Okay, great. Thank you so much for taking the questions.
You bet, Sean. Thank you.
Our next question is from Steve Verrazani with Sidoti & Company.
Morning, Artis. Morning, Steve. We appreciate you covering so much ground, a lot accomplished in the last quarter. I just want to pin down, if I can, timing of production under the joint venture, when we could start seeing revenue, and just to clarify that that will all be consolidated on your income statement.
Yeah, our expectation is internally that we're pushing as early in the second half of this year as possible. We have an internal goal to be installed, commissioned, installed, started up, commissioned by the end of this half, this fiscal year for us, which is in June. So we expect production to be starting to go in the July-August timeframe, and on a full capacity basis, that would accomplish just under a gigawatt hour for this year.
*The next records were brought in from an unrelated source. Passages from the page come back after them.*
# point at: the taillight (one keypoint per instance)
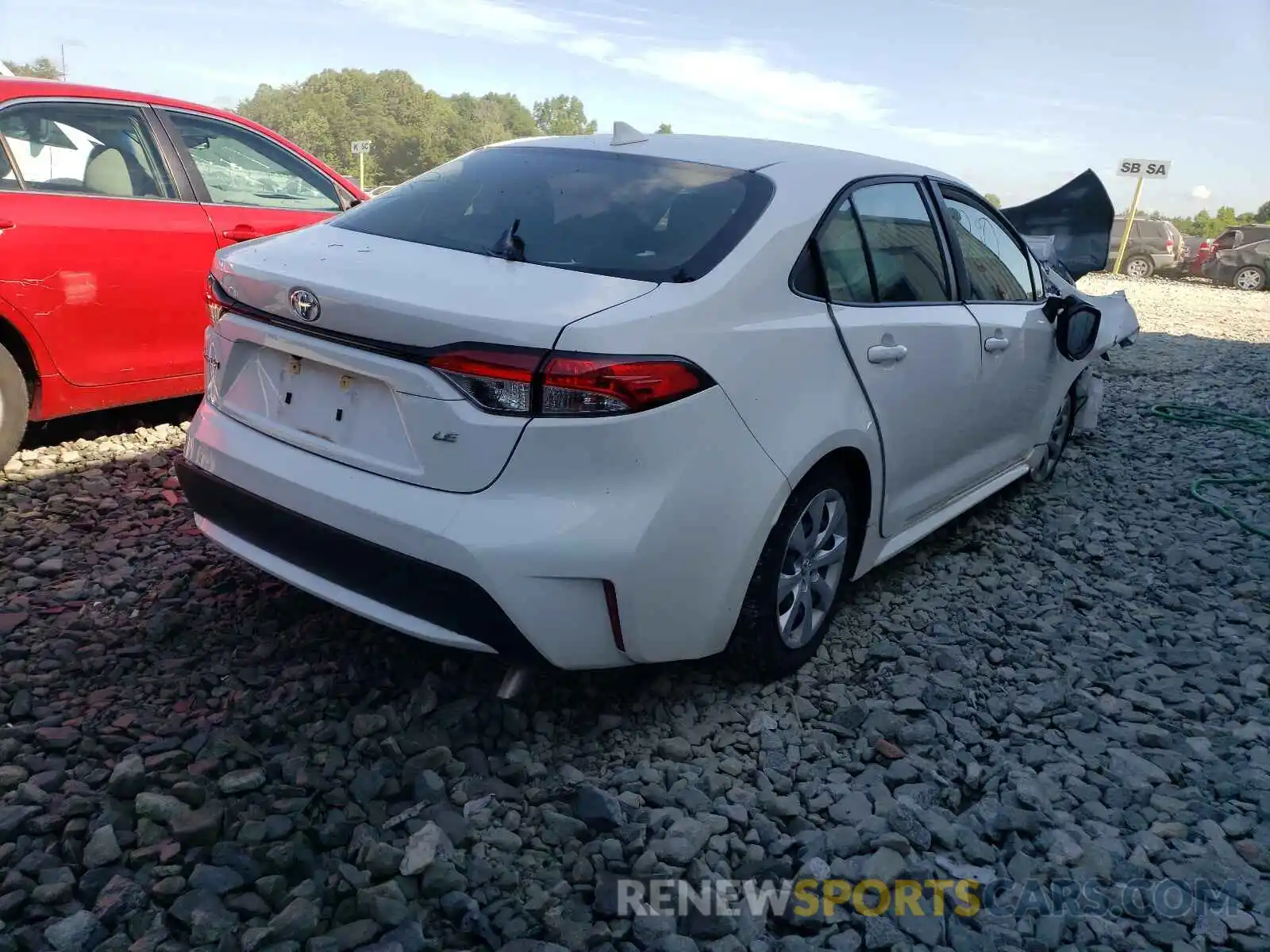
(540, 384)
(501, 381)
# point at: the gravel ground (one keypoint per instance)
(1068, 683)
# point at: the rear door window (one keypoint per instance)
(622, 215)
(903, 248)
(995, 264)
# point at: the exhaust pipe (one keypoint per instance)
(514, 683)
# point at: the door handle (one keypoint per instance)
(883, 353)
(241, 232)
(995, 344)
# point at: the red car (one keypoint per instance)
(1203, 253)
(112, 206)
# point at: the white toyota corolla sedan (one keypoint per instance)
(602, 400)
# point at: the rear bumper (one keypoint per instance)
(672, 509)
(272, 536)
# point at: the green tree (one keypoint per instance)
(42, 67)
(412, 129)
(563, 116)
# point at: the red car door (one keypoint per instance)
(106, 249)
(251, 184)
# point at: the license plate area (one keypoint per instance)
(318, 399)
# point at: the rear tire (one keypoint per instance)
(800, 579)
(1140, 267)
(14, 406)
(1250, 278)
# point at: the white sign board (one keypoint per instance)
(1143, 168)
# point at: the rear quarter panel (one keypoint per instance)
(775, 355)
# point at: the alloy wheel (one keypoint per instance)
(1250, 279)
(812, 568)
(1137, 268)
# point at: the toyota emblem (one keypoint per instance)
(305, 305)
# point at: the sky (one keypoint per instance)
(1015, 97)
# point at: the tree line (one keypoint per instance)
(1204, 225)
(413, 129)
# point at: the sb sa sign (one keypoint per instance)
(1143, 168)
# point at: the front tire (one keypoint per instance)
(799, 581)
(1140, 267)
(1250, 278)
(14, 406)
(1060, 436)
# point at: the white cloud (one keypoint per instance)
(741, 75)
(733, 73)
(943, 137)
(491, 19)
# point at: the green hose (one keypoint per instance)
(1197, 416)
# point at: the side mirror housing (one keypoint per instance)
(1076, 325)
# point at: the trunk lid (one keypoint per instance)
(351, 385)
(400, 292)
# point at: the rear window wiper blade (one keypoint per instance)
(510, 245)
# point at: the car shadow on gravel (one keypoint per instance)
(69, 429)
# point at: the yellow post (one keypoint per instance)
(1128, 225)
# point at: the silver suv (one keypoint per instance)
(1153, 245)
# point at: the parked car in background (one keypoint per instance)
(1153, 245)
(112, 205)
(592, 403)
(1198, 251)
(1244, 267)
(1230, 240)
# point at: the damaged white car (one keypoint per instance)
(596, 401)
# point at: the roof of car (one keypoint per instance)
(19, 86)
(737, 152)
(14, 86)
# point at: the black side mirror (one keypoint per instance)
(1076, 325)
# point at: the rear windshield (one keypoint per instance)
(622, 215)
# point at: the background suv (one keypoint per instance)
(1153, 245)
(1221, 268)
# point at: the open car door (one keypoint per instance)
(1077, 216)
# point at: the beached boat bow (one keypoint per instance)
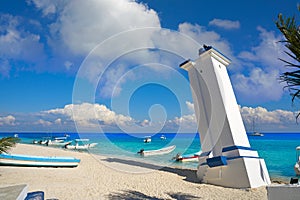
(161, 151)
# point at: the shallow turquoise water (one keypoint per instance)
(278, 150)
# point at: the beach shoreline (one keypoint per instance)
(98, 177)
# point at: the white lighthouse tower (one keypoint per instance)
(227, 158)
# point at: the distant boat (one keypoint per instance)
(163, 137)
(161, 151)
(188, 158)
(77, 146)
(37, 161)
(147, 139)
(297, 165)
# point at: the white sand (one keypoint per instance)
(94, 179)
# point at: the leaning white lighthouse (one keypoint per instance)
(227, 158)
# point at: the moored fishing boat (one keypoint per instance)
(37, 161)
(297, 164)
(161, 151)
(78, 146)
(57, 143)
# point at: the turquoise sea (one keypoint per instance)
(278, 149)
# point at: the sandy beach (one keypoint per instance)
(109, 178)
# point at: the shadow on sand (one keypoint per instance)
(189, 174)
(134, 195)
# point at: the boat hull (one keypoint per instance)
(194, 158)
(158, 151)
(37, 161)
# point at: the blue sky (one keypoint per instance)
(112, 65)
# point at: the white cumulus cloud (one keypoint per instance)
(225, 23)
(8, 120)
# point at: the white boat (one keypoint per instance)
(161, 151)
(188, 158)
(147, 139)
(163, 137)
(297, 164)
(78, 146)
(37, 161)
(57, 143)
(256, 134)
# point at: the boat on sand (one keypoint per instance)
(187, 158)
(161, 151)
(37, 161)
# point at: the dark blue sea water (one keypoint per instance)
(278, 149)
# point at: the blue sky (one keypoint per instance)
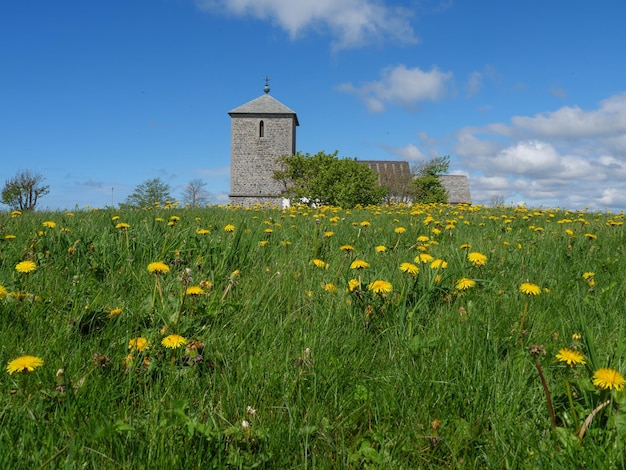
(527, 98)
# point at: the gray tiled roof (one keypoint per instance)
(264, 104)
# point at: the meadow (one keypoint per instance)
(380, 337)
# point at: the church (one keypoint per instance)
(263, 130)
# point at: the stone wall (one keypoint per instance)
(253, 158)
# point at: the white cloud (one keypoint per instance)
(569, 158)
(572, 121)
(352, 23)
(410, 152)
(402, 86)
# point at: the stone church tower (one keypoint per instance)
(261, 131)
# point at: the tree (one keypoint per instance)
(148, 194)
(325, 179)
(427, 185)
(194, 193)
(24, 190)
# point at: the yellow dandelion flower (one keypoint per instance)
(158, 267)
(570, 357)
(529, 288)
(194, 290)
(329, 287)
(439, 264)
(359, 264)
(465, 283)
(24, 364)
(138, 344)
(173, 341)
(320, 263)
(608, 379)
(25, 267)
(353, 284)
(409, 268)
(115, 312)
(477, 259)
(380, 287)
(424, 258)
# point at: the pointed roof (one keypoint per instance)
(264, 104)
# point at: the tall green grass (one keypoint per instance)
(295, 371)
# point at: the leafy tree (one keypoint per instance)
(24, 190)
(427, 185)
(194, 193)
(148, 194)
(399, 186)
(325, 179)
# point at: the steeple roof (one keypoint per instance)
(264, 104)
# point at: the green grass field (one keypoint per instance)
(305, 338)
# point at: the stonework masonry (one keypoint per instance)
(261, 131)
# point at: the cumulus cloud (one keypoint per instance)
(351, 23)
(570, 157)
(574, 122)
(410, 152)
(401, 86)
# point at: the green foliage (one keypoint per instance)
(195, 194)
(427, 186)
(150, 193)
(22, 192)
(287, 367)
(324, 179)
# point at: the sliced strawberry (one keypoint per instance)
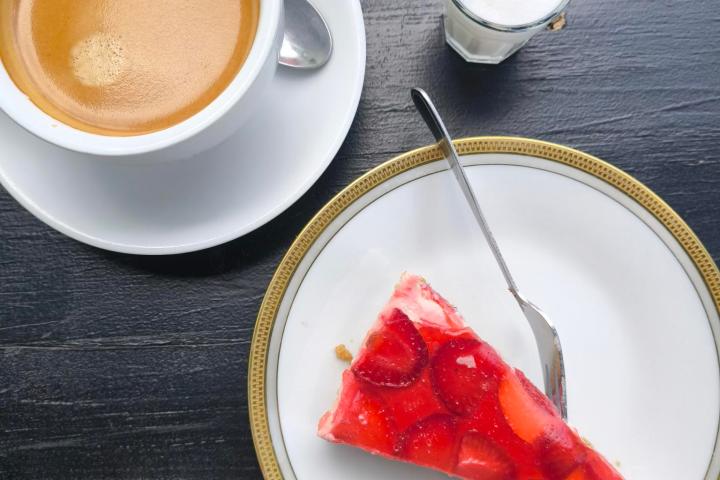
(364, 422)
(526, 417)
(394, 355)
(413, 402)
(482, 459)
(579, 473)
(560, 451)
(430, 442)
(463, 371)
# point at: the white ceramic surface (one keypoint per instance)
(632, 312)
(223, 193)
(207, 128)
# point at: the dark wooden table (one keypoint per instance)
(116, 366)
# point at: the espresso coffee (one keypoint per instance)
(125, 67)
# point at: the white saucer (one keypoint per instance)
(224, 193)
(633, 294)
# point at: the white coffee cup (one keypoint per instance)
(213, 124)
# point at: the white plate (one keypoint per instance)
(191, 204)
(633, 294)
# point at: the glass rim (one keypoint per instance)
(510, 28)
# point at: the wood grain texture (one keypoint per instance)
(116, 366)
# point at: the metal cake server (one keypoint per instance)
(307, 43)
(546, 336)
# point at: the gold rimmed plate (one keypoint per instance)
(633, 293)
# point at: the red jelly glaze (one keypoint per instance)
(454, 405)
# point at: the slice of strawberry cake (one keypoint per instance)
(425, 389)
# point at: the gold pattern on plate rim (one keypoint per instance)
(402, 163)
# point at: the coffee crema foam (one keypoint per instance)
(125, 67)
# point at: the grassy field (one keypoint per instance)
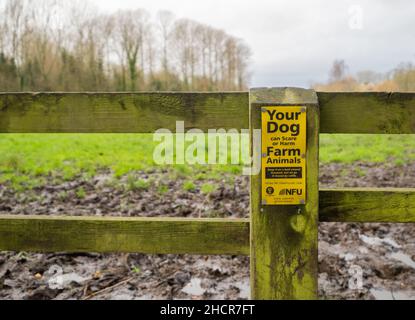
(27, 159)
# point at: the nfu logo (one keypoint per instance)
(291, 192)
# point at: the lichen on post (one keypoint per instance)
(284, 238)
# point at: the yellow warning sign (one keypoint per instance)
(284, 143)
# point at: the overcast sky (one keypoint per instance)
(295, 41)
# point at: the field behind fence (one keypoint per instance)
(338, 113)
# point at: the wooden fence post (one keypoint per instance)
(284, 239)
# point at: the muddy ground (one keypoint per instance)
(356, 261)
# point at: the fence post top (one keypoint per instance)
(284, 95)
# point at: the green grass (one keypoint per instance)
(26, 160)
(398, 149)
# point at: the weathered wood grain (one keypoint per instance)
(284, 239)
(142, 235)
(367, 205)
(120, 112)
(367, 112)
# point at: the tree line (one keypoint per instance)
(401, 78)
(55, 45)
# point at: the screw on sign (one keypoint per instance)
(284, 135)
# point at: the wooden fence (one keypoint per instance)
(288, 268)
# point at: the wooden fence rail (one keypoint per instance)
(375, 113)
(192, 236)
(281, 240)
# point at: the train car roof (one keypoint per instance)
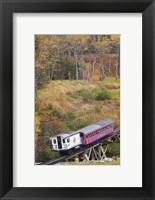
(95, 126)
(87, 129)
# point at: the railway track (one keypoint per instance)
(64, 158)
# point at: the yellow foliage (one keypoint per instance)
(37, 126)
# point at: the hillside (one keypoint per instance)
(69, 105)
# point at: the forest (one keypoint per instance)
(77, 82)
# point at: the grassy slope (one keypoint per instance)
(78, 98)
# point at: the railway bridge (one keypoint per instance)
(95, 151)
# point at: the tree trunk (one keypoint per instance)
(93, 68)
(116, 70)
(76, 64)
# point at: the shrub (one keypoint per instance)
(103, 94)
(48, 154)
(113, 149)
(86, 94)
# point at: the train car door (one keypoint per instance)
(59, 142)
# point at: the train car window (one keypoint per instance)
(81, 134)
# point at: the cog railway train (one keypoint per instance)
(66, 143)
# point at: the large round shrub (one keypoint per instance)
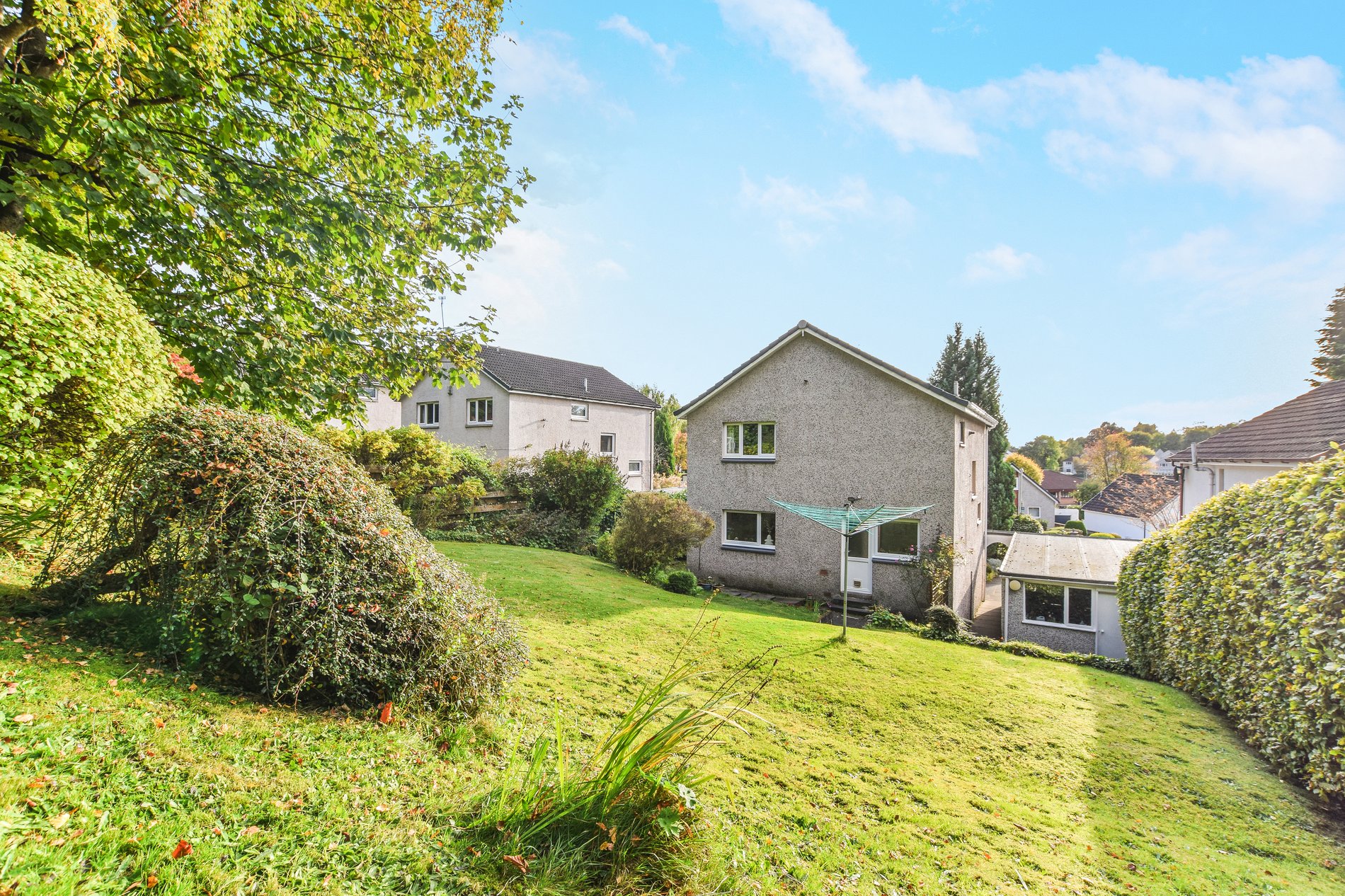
(1243, 606)
(272, 561)
(79, 361)
(654, 530)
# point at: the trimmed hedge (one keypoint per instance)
(1243, 604)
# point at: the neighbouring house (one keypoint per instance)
(1060, 591)
(1133, 506)
(526, 404)
(1062, 486)
(1034, 501)
(1295, 432)
(813, 420)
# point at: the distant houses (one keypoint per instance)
(526, 404)
(1133, 506)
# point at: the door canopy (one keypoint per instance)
(849, 521)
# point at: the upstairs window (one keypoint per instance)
(753, 440)
(748, 529)
(898, 540)
(481, 412)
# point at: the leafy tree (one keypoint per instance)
(282, 188)
(666, 427)
(968, 367)
(1331, 342)
(1026, 464)
(1044, 451)
(1110, 456)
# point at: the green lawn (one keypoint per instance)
(891, 764)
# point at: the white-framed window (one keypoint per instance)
(753, 440)
(1063, 606)
(750, 529)
(481, 412)
(896, 540)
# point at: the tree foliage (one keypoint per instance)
(1046, 451)
(1240, 604)
(1026, 464)
(968, 367)
(1110, 456)
(1329, 362)
(282, 188)
(77, 362)
(268, 560)
(656, 530)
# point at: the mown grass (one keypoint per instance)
(887, 764)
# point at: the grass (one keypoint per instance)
(887, 764)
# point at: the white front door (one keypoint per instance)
(861, 564)
(1107, 619)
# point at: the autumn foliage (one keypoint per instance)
(264, 557)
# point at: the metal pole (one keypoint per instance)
(845, 585)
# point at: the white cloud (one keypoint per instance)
(1274, 127)
(1000, 264)
(668, 55)
(803, 214)
(908, 110)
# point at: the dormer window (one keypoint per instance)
(750, 442)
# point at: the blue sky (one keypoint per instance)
(1141, 206)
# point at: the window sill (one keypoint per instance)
(750, 549)
(1046, 624)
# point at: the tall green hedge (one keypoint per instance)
(79, 361)
(1243, 606)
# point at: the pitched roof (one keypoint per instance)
(1089, 561)
(1134, 495)
(542, 376)
(802, 328)
(1297, 431)
(1056, 481)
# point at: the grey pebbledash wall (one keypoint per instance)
(842, 428)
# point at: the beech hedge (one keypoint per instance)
(1243, 606)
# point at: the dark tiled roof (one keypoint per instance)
(803, 326)
(522, 372)
(1056, 481)
(1134, 495)
(1297, 431)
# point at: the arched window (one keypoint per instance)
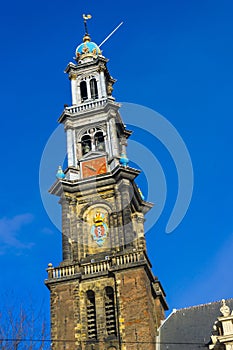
(86, 144)
(94, 90)
(91, 315)
(99, 141)
(83, 89)
(110, 311)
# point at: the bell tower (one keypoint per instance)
(103, 294)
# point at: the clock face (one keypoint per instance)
(94, 167)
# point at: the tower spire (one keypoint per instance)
(86, 17)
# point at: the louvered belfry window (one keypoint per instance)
(110, 311)
(91, 315)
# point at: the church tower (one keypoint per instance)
(103, 294)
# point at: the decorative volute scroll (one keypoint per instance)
(222, 335)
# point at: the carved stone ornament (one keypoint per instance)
(225, 310)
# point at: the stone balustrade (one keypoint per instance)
(94, 267)
(86, 106)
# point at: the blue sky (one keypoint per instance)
(172, 56)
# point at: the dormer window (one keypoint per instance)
(83, 89)
(93, 140)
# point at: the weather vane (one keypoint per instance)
(86, 17)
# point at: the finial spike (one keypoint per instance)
(86, 17)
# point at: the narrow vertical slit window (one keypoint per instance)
(86, 144)
(99, 141)
(91, 315)
(110, 311)
(83, 90)
(94, 89)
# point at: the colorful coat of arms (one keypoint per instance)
(99, 230)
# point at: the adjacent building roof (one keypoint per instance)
(190, 328)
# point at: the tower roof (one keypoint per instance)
(88, 49)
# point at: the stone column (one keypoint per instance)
(66, 248)
(70, 147)
(88, 89)
(73, 78)
(113, 139)
(103, 84)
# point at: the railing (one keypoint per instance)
(94, 267)
(128, 258)
(87, 105)
(59, 272)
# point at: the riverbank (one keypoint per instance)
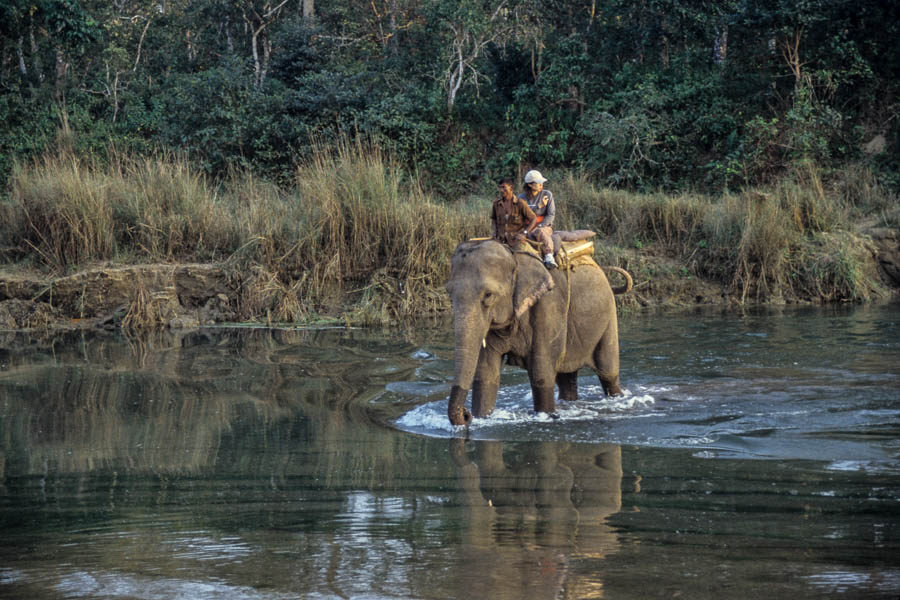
(140, 242)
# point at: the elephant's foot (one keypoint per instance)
(456, 408)
(568, 386)
(484, 397)
(611, 386)
(543, 399)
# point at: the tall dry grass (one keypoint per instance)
(794, 240)
(355, 234)
(353, 228)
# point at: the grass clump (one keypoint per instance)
(352, 228)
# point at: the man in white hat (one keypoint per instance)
(540, 201)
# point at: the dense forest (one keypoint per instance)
(323, 159)
(650, 94)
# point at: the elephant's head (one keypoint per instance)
(490, 287)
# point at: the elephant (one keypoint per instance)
(552, 323)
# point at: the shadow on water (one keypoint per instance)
(255, 463)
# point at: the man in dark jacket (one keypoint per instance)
(511, 218)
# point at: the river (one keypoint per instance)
(755, 454)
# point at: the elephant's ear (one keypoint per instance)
(532, 281)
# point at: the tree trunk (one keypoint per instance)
(720, 44)
(23, 69)
(392, 27)
(61, 68)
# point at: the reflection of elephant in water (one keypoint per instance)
(550, 322)
(537, 517)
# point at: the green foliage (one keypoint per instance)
(636, 95)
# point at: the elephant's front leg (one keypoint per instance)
(542, 372)
(486, 383)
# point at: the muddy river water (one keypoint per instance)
(755, 454)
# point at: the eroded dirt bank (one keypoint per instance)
(194, 295)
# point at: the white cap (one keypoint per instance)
(534, 176)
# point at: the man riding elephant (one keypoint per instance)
(541, 202)
(511, 218)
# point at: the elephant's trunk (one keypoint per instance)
(629, 282)
(468, 341)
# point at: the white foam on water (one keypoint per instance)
(515, 407)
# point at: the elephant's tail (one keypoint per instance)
(629, 282)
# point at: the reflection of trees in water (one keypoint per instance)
(530, 510)
(182, 404)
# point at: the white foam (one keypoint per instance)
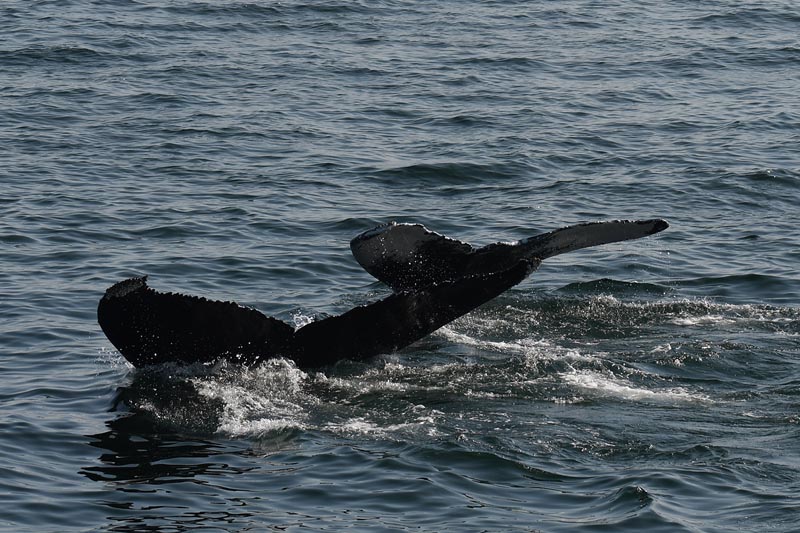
(600, 384)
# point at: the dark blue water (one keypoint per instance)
(232, 149)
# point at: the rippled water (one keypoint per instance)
(232, 149)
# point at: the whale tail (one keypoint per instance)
(410, 256)
(436, 280)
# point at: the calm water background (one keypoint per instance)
(232, 149)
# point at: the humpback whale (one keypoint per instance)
(434, 279)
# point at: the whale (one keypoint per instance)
(434, 280)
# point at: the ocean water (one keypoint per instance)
(231, 149)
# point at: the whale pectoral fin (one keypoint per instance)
(399, 319)
(409, 256)
(150, 327)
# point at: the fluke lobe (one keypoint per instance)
(435, 280)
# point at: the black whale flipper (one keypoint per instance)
(150, 327)
(435, 279)
(399, 319)
(410, 257)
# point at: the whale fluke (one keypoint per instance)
(436, 280)
(410, 256)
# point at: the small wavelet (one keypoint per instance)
(603, 385)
Our expectation is to hit as high of that mark as we can. So we're really shooting for as soon as the second half as we can. So we're already going to be responding to some of the pipeline that we've got now to meet those requirements and expectations to get that going and to confirm based on our ownership in the joint venture, we will be able to consolidate the full financials.
Excellent. That's helpful. And Artis, you referenced a couple of times the higher margin from utility and CNI. I know you don't want to quantify it this early, but you can talk about just how margins could look from the Georgia plant versus what you've been generating so far.
Yeah. For us, when we talk margin, we don't only talk percentage, but we do talk margin dollars too, right? So there's going to be a lot more capacity, a lot more revenue, generating a lot more margin. But, you know, our expected revenues are in the mid-20s percent at this point that we're seeing for U.S. production is our expectation. We're shooting for as high as 30, but we know that the market is going to be something that's going to dictate that in the beginning. And we also measure dynamics and costs, but that's our expectations in the mid-20s.
Okay. And then comfort level in terms of the financing, you still have the two more milestones to hit. You have raised some cash. I know you're going to have increasing working capital demands in terms of the timing and your ability to hit those two thresholds.
Yeah, we feel very confident in our ability to meet that. In fact, we're being very selective in how we try to achieve those next two milestones, whether looking at different combinations of you know, more equity debt, some other selective ways to do it is the most, you know, utilize the money in the most way that supports our shareholders. But, yeah, we feel very confident that we're going to be able to raise that capital.
Great. Thanks, Artis. Thanks, Steve. You bet, Steve. Thanks, Steve.
Thank you. There are no further questions at this time. I'd like to hand the floor back over to Artis Johnson for any closing comments.
Yeah, thanks, Operator. And I just want to say thanks again to everyone for joining us today and for your continued interest in NeoVolta. We're excited about the progress that we've made and the opportunities ahead as we execute on our strategy to become fully an integrated energy solutions provider. That's our goal. We look forward to updating you on our progress next quarter.
And have a great day. Thank you all.
This concludes today's conference. You may disconnect your lines at this time. Thank you for your participation.